You don’t need everyone.

You need the first few who actually see you.


The Hard Truth About DJing: It’s Not Just Music


KCAT says what every new DJ learns eventually:

DJing isn’t just about music — it’s also branding, relationships, and marketing.

She didn’t know that when she started playing shows in NYC. She had “no idea what she was getting into.”


And instead of being bitter about it, she did what builders do:


She’s learning.


That line matters because it separates hobbyists from professionals:professionals adapt to the game they’re in.


The Doubt: “One of These Must Be a Hobby”


People assume either music or school must be the “real thing” and the other must be a hobby.


Even friends tried to convince her to choose.


She didn’t.


She got better at both.


And she explains the truth that most people miss:

The “PhD student by day, DJ by night” line is real — but the lines are blurry.She sneaks time to prep sets and work on music during the day so it’s not an afterthought. And PhD work often runs into nights and weekends anyway.

Her mindset is the point:


If she finds balance, the two can make each other better.


That’s not a compromise — that’s synergy.


The Biggest Risk: Working 50 Hours a Week While Studying


In college, KCAT worked around 50 hours a week across three jobs while being a full-time student — pushing through a dual degree and honors thesis requirements early.


The cost was real: sleep, time with friends, and other hobbies.


But the reward was also real:


Most of that work was in research labs. She loved it. It helped her get to Yale.

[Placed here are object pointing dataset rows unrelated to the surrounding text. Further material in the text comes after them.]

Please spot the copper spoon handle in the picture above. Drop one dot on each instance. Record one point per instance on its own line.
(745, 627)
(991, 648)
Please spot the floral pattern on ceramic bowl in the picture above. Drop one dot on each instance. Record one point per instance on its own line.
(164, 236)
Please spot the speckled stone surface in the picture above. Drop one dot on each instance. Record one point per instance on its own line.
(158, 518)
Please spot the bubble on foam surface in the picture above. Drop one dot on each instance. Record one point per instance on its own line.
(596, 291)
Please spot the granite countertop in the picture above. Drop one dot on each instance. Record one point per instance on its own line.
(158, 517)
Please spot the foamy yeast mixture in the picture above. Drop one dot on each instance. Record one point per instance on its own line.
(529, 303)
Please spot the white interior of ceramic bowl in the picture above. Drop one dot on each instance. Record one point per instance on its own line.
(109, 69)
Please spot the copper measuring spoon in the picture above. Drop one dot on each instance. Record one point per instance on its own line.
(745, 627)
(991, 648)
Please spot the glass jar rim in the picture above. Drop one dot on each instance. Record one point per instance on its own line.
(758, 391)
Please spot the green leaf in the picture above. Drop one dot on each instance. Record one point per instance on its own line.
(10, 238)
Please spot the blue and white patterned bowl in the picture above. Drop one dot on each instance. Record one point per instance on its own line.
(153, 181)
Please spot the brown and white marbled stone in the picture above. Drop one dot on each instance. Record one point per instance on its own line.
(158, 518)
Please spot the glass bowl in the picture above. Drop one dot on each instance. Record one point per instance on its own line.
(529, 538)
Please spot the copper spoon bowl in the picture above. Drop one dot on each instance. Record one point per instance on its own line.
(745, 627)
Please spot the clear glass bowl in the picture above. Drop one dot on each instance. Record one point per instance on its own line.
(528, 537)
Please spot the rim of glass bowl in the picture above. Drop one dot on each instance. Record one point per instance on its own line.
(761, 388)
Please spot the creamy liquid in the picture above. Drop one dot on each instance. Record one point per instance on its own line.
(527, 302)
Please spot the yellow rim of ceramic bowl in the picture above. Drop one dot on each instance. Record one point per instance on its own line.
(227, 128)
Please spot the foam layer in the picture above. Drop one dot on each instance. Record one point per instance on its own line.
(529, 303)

It put her around amazing people.


That’s the pattern again:


hard choices, long runway, strong outcomes.


The Creator Take That’s Too Real


Her most controversial opinion is clean and sharp:

Being a great creator and being great at getting attention are both skills that can lead to money and opportunities — but they aren’t the same.

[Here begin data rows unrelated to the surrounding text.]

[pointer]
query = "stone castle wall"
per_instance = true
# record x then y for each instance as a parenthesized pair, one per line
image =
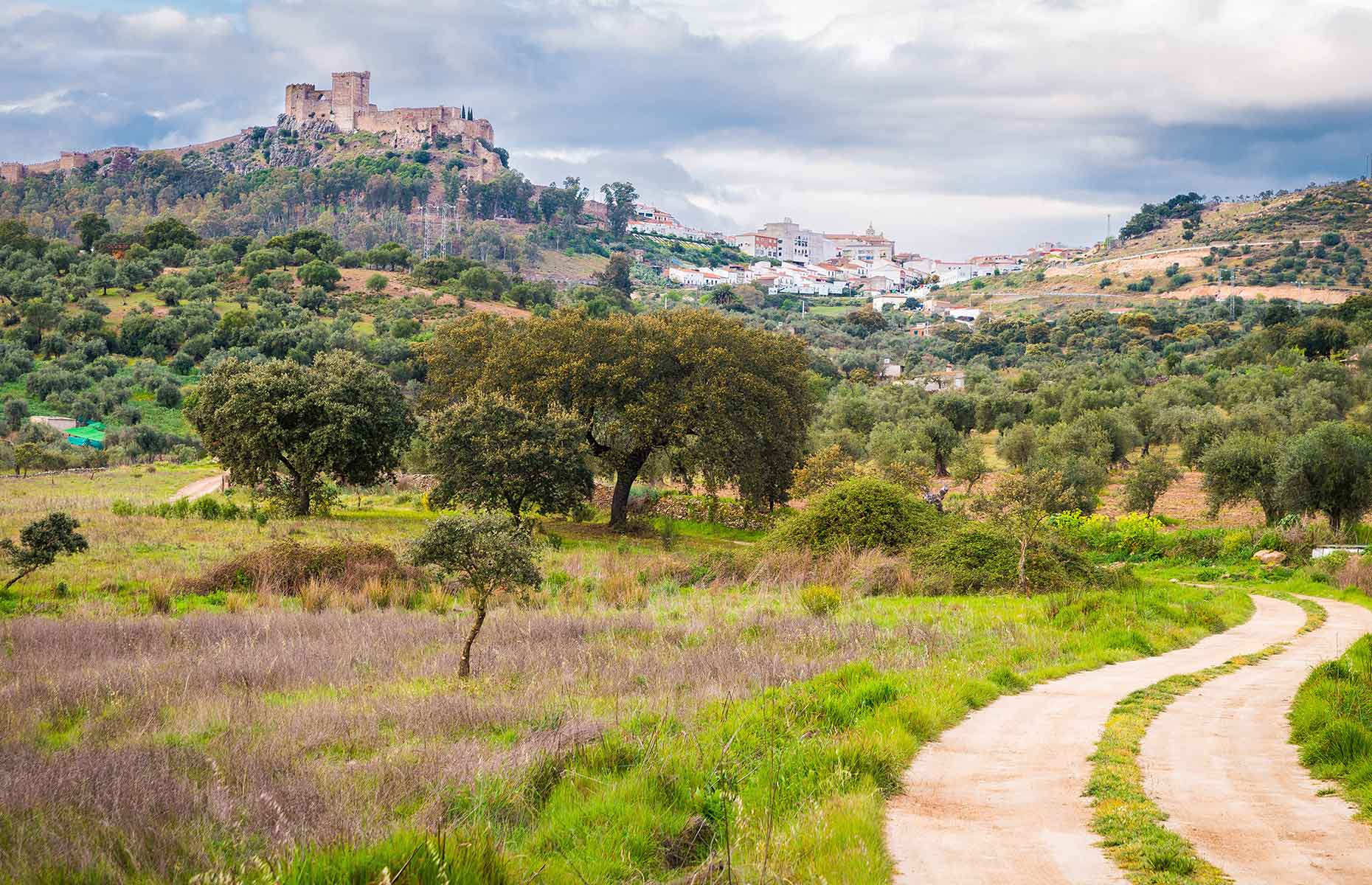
(346, 106)
(349, 106)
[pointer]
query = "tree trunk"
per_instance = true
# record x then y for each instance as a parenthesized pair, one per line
(303, 497)
(464, 667)
(625, 478)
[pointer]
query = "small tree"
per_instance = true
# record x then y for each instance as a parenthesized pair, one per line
(1242, 468)
(823, 470)
(1328, 470)
(1019, 445)
(939, 440)
(490, 452)
(169, 394)
(339, 417)
(40, 544)
(486, 553)
(969, 465)
(1022, 505)
(91, 226)
(1153, 476)
(319, 274)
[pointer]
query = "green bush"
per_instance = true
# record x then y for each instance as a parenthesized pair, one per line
(1193, 545)
(862, 513)
(976, 558)
(820, 599)
(1331, 721)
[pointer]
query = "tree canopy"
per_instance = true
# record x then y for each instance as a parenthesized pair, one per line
(490, 452)
(339, 417)
(719, 398)
(40, 544)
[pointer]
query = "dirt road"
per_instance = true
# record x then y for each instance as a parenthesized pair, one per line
(201, 487)
(1219, 762)
(998, 799)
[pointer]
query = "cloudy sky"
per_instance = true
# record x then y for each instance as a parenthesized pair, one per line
(955, 127)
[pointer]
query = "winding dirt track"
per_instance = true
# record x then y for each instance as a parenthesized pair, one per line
(201, 487)
(998, 799)
(1219, 762)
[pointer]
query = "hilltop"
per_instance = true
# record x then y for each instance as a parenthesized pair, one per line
(1306, 246)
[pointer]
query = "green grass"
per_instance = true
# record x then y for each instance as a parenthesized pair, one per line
(1331, 722)
(777, 776)
(813, 763)
(1128, 821)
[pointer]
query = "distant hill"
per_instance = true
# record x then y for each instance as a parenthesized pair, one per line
(1308, 245)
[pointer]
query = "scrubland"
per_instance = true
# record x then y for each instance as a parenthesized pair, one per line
(648, 714)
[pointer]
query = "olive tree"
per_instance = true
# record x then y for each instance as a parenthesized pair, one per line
(1241, 468)
(1022, 504)
(1146, 483)
(490, 452)
(291, 427)
(40, 544)
(485, 553)
(1328, 470)
(724, 401)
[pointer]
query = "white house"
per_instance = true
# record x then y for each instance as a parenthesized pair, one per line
(869, 246)
(758, 245)
(690, 277)
(881, 302)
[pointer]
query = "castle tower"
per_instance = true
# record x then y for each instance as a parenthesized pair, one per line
(350, 97)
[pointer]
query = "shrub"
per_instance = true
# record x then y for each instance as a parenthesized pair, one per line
(977, 558)
(287, 567)
(820, 600)
(1356, 574)
(1194, 544)
(1137, 532)
(863, 513)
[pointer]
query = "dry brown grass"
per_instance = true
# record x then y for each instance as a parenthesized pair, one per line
(293, 569)
(271, 727)
(855, 574)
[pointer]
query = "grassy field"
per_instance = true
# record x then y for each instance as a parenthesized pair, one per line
(645, 715)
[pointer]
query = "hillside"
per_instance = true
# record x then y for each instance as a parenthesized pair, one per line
(1306, 246)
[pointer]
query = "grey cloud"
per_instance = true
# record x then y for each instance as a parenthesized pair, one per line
(979, 100)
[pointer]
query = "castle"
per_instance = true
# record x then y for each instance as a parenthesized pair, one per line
(347, 106)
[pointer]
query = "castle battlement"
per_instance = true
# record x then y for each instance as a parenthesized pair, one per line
(347, 105)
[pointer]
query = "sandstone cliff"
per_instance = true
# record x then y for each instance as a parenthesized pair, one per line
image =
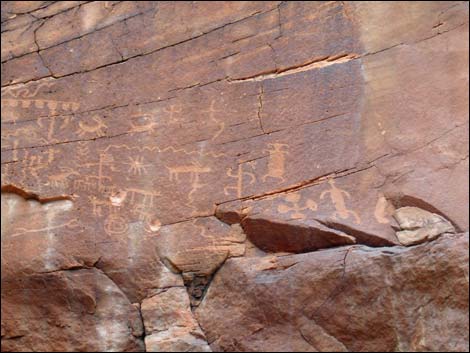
(234, 176)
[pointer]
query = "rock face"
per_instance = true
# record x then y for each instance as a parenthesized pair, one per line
(234, 176)
(419, 225)
(353, 299)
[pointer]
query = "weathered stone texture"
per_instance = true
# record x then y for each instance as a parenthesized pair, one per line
(239, 176)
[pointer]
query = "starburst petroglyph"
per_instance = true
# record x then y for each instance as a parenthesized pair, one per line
(137, 165)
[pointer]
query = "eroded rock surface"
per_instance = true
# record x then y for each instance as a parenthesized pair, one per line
(354, 299)
(160, 160)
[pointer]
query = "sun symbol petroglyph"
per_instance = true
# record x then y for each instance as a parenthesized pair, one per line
(295, 206)
(137, 165)
(337, 197)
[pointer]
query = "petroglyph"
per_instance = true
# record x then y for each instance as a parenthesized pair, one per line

That’s a truth a lot of people don’t want to hear because it means:


You might be talented and still need strategy.

You might have attention and still need craft.


KCAT is clearly trying to master both.


The “Almost Quit” Set — And the Reset That Saved It


This scene is for every performer who’s ever spiraled behind the decks.

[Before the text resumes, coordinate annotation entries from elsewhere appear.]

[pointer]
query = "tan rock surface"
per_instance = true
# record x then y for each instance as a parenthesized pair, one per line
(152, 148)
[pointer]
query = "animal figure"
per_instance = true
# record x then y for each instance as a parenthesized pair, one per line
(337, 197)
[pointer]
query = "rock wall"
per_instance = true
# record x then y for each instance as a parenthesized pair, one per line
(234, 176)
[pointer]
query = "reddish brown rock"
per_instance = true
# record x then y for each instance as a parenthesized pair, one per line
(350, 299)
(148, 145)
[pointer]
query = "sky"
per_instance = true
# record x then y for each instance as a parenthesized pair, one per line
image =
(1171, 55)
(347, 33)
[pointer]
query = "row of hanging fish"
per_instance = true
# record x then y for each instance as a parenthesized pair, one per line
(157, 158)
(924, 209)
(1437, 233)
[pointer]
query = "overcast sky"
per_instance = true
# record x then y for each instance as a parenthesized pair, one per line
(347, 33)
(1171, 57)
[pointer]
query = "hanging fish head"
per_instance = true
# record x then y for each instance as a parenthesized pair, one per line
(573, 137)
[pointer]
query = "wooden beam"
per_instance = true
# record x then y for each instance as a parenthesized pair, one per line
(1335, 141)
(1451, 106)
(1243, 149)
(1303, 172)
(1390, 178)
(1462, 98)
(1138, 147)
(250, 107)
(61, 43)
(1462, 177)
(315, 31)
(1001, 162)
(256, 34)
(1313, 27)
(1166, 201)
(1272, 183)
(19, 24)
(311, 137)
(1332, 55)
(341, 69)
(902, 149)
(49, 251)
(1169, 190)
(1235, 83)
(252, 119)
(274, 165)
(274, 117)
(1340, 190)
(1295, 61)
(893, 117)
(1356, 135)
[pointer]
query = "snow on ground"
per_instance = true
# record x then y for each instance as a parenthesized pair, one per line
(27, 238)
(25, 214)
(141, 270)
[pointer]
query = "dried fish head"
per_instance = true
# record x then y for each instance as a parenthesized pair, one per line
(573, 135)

She’s playing a set. The crowd looks unresponsive. She starts second-guessing every track. She switches genres trying to recover energy — and nothing lands.


Then she realizes the hidden factor:

She probably looked outwardly stressed and nervous.

So she forces a reset. She focuses on looking like she’s having fun even while panicking internally. She keeps experimenting.


And slowly the energy shifts.


By the end?

People are dancing and vibing.

That’s not just DJ skill. That’s emotional control under pressure — the kind that turns good performers into great ones.


The Win That Proves Momentum: 25+ Shows in 6 Months


KCAT moved from Chicago to the East Coast and started performing in NYC this past summer.


In the last six months, she’s played over 25 shows between Connecticut and NYC.


That’s not a “dabble.” That’s a run.


That’s how you grow fast: consistent reps in real rooms with real crowds.


What’s Next: New Music + A Festival Moment


In the next 30–90 days, she plans to drop new music on:

  • SoundCloud

  • Spotify


And she’s aiming to play a music festival or a surrounding event within the next 90 days.


And if CPD could open one door?


She’s calling her shot:

Coachella this year — either a short slot at the festival or events around the festival area during Weekend 1.

That’s not random ambition. It’s alignment: science-level discipline, crowd-level intuition, and a work ethic that already matches big stages.


Follow KCAT


IG: @katherineyao

TikTok: @kath_money_

SoundCloud: (link provided)

More links: (Linktree provided)


If you’re looking for someone who can read a room like a system — and build a sound that moves it — you just found her.


CPD Note

This is exactly the type of story that makes other creators raise their standard.


Because KCAT isn’t “doing two things.”

She’s proving you can build a life that doesn’t fit into one lane.